[英]How many Right Rotation is need to convert a tree?
I select one nice interview question. 我选择一个不错的面试问题。 Can anyone clarify it for me?
谁能为我澄清一下?
Suppose a binary tree with 6 nodes is given, such that each node has only left childs.
假设给出了一个具有6个节点的二叉树,因此每个节点只有左子节点。 With how many "right rotate" operations (without any left rotates), we can convert this tree to a tree in which each node has only right childs?
通过执行多少次“向右旋转”操作(没有任何向左旋转),我们可以将该树转换为每个节点仅具有右子节点的树吗?
my solution: 我的解决方案:
I think n-1 rotation is enough (by simulation), but I couldent make a proof, which expert could help me for proof or idea? 我认为n-1旋转就足够了(通过模拟),但是我可以做一个证明,哪位专家可以帮助我进行证明或提出想法?
The tree starts with a root
node and 5 children (which is n-1
children) to the left. 该树从
root
开始,左侧有5个子节点( n-1
个子节点)。 Each rotation around the root
increases the number of children on the right by 1. So after 5 rotations (meaning n-1
rotations) all of the children will be on the right. 围绕
root
每次旋转都会使右侧的子root
增加1。
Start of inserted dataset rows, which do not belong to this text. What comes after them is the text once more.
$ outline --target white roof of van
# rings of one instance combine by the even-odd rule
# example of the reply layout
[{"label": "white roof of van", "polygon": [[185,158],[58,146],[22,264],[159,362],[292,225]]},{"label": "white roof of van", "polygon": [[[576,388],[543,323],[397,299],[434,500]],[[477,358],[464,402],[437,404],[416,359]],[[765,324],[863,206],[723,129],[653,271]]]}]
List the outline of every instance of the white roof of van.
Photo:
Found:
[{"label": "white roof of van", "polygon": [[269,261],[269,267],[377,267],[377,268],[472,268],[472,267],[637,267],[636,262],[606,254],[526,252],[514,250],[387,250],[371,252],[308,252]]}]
因此,在旋转5圈(即n-1
旋转)之后,所有子代都将在右侧。
Proof by induction: propose that after n
rotations there are n
children on the right. 通过归纳证明:提出
n
旋转后,右边有n
孩子。
Step 1: After 1 rotation there is 1 child on the right. 步骤1:旋转1次后,右边有1个孩子。
Step 2: Assume that after n
rotations there are n
children on the right, and prove that after n+1
rotations, there are n+1
children on the right. 步骤2:假设在
n
旋转之后,右边有n
孩子,并证明在n+1
旋转之后,右边有n+1
孩子。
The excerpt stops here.